Iv started shooting in RAW on my d90 and when I open them in photoshop elements 8 to edit and make jpeg they look blurry but look great when they are on the camera...something im missing here or....??


----------



## chris182 (Apr 18, 2010)

*correction, they are looking very grainy, not blurry. sorry


----------



## mrpink (Apr 18, 2010)

post an example along with your EXIF data.





p!nK


----------



## KmH (Apr 18, 2010)

The image shown on your camera LCD is *NOT* the RAW data file. It is a post processed JPEG Basic that is imbedded in the RAW data file.

By the same token, the histogram shown on your camera is *NOT* from the RAW data file but from the same post processed JPEG Basic image.

At any rate a noisy image is usually the result of using a high ISO setting, or underexposing and then increasing the exposure in post processing.

Additionally, RAW data files are captured in a 12-bit color depth by the D90 and converted to the 16-bit color depth as an image.

The Elements workspace is limited to an 8-bit color depth which is one of the reasons Elements is far less expensive than the full-featured Photoshop CS.

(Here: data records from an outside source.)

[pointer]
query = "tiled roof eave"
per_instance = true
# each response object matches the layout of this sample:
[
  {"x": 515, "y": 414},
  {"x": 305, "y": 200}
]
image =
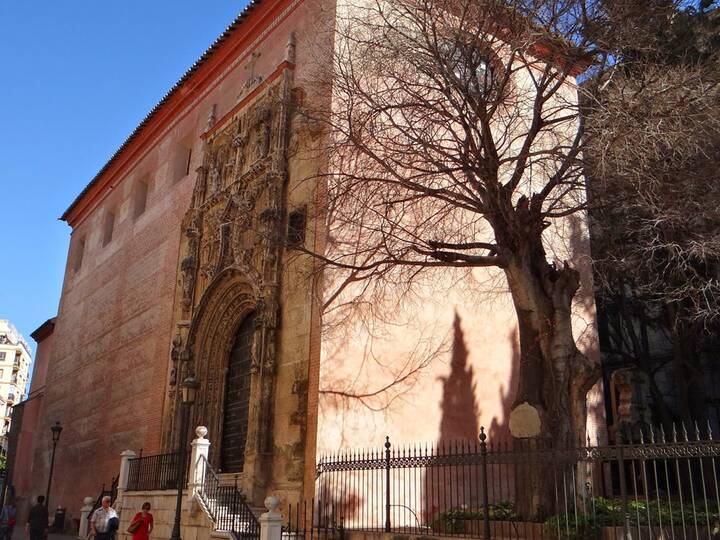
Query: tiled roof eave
[{"x": 155, "y": 110}]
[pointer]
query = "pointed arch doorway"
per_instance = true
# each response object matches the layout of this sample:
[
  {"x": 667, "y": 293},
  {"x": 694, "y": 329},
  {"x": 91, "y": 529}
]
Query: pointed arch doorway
[{"x": 236, "y": 408}]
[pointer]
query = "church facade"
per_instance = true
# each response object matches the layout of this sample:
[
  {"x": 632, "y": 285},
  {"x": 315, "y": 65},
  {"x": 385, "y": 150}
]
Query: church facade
[{"x": 182, "y": 263}]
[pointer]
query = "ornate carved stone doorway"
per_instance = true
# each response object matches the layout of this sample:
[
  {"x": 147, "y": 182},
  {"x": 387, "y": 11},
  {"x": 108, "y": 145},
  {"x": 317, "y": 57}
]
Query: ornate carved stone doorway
[
  {"x": 227, "y": 308},
  {"x": 237, "y": 399}
]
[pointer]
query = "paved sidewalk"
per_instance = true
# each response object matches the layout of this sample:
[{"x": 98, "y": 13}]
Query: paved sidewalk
[{"x": 19, "y": 534}]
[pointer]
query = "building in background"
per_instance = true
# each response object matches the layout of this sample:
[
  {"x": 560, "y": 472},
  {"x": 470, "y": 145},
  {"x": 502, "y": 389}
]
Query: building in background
[
  {"x": 28, "y": 430},
  {"x": 15, "y": 361}
]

However, you can view and edit RAW data files in the 16-bit color depth in Adobe Camera RAW (ACR) by selecting "16-bits per channel" at the bottom of the ACR screen.


----------



## Dwig (Apr 18, 2010)

chris182 said:


> Iv started shooting in RAW on my d90 and when I open them in photoshop elements 8 to edit and make jpeg they look blurry but look great when they are on the camera...something im missing here or....??

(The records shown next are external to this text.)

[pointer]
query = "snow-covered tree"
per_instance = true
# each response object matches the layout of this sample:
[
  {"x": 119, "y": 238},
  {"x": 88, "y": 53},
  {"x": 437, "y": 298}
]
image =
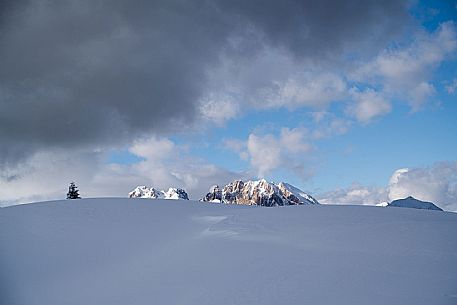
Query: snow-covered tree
[{"x": 73, "y": 192}]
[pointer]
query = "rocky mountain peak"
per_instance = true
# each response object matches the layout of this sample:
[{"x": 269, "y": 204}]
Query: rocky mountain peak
[
  {"x": 152, "y": 193},
  {"x": 258, "y": 192}
]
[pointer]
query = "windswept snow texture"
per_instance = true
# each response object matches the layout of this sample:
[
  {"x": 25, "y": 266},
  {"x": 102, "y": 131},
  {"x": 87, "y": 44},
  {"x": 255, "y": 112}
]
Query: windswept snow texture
[
  {"x": 142, "y": 252},
  {"x": 413, "y": 203}
]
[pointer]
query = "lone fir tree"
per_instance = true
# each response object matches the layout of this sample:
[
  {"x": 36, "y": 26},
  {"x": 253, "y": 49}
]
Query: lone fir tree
[{"x": 73, "y": 192}]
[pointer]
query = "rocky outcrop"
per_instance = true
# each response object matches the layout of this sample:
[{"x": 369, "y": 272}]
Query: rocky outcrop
[
  {"x": 152, "y": 193},
  {"x": 260, "y": 192},
  {"x": 411, "y": 202}
]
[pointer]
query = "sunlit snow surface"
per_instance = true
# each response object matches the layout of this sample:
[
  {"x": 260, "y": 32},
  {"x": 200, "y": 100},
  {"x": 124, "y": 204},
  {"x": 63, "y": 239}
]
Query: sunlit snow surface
[{"x": 142, "y": 251}]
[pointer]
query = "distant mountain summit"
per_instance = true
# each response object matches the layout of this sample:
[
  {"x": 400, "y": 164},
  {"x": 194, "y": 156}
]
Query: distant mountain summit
[
  {"x": 152, "y": 193},
  {"x": 411, "y": 202},
  {"x": 259, "y": 192}
]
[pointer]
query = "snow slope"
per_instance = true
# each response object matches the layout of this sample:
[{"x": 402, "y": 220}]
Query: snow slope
[{"x": 138, "y": 251}]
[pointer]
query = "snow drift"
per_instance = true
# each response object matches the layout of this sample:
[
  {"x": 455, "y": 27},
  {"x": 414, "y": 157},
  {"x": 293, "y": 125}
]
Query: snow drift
[{"x": 141, "y": 252}]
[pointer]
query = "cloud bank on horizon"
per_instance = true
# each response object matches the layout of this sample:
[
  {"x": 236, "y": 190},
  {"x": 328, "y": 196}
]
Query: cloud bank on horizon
[{"x": 192, "y": 93}]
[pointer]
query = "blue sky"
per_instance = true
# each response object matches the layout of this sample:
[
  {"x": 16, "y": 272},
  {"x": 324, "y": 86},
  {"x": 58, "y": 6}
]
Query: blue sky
[
  {"x": 368, "y": 152},
  {"x": 354, "y": 102}
]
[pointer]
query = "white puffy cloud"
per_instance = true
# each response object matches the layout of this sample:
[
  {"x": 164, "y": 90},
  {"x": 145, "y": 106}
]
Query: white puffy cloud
[
  {"x": 406, "y": 71},
  {"x": 368, "y": 105},
  {"x": 355, "y": 194},
  {"x": 436, "y": 183},
  {"x": 313, "y": 88},
  {"x": 219, "y": 108},
  {"x": 268, "y": 152}
]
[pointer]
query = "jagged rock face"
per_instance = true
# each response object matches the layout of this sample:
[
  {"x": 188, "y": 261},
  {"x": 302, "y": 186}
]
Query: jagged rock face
[
  {"x": 152, "y": 193},
  {"x": 411, "y": 202},
  {"x": 214, "y": 195},
  {"x": 259, "y": 192}
]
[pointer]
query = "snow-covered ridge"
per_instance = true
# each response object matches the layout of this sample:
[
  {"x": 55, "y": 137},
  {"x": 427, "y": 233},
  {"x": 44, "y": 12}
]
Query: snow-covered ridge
[
  {"x": 152, "y": 193},
  {"x": 258, "y": 192},
  {"x": 411, "y": 202}
]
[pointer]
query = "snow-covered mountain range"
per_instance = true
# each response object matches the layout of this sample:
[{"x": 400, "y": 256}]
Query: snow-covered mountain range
[
  {"x": 258, "y": 192},
  {"x": 411, "y": 202},
  {"x": 152, "y": 193}
]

The image you see in your camera is produced from the RAW image by the camera's internal RAW converter. The sharpening and noise reduction that it applies are derived from the settings in the camera's setup menu. 

When you use a RAW converter on your PC that is not Nikon's own Capture NX, the camera's settings are not used as the initial default conversion settings. Instead, the converter, in your case Adobe's Camera RAW (ACR) plugin in PS Elements, uses its own defaults. 

What you are seeing is the result of ACR's default noise reduction settings being set for less noise reduction than those in your camera. From my experience, most in-camera conversion methods automatically increase the noise reduction when you use higher ISOs. Adobe's plugin doesn't do this; it uses that same default noise reduction regardless of ISO. You can easily increase the noise reduction in ACR when doing your RAW conversions.

BTW, this is also true of all of the other settings with the exception of ISO and White Balance and it true of other non-camera brand RAW converters. You'll often see differences in sharpening, color saturation, & contrast, at least with the initial unadjusted defaults in the RAW converter. Converting your RAW images to JPEG or TIFF on your computer instead of having the camera do it for you gives you much more control. Its just that unless you use the camera manufacturer's own software the camera's settings for its converter won't be used as the initial defaults when doing a conversion on your PC.


----------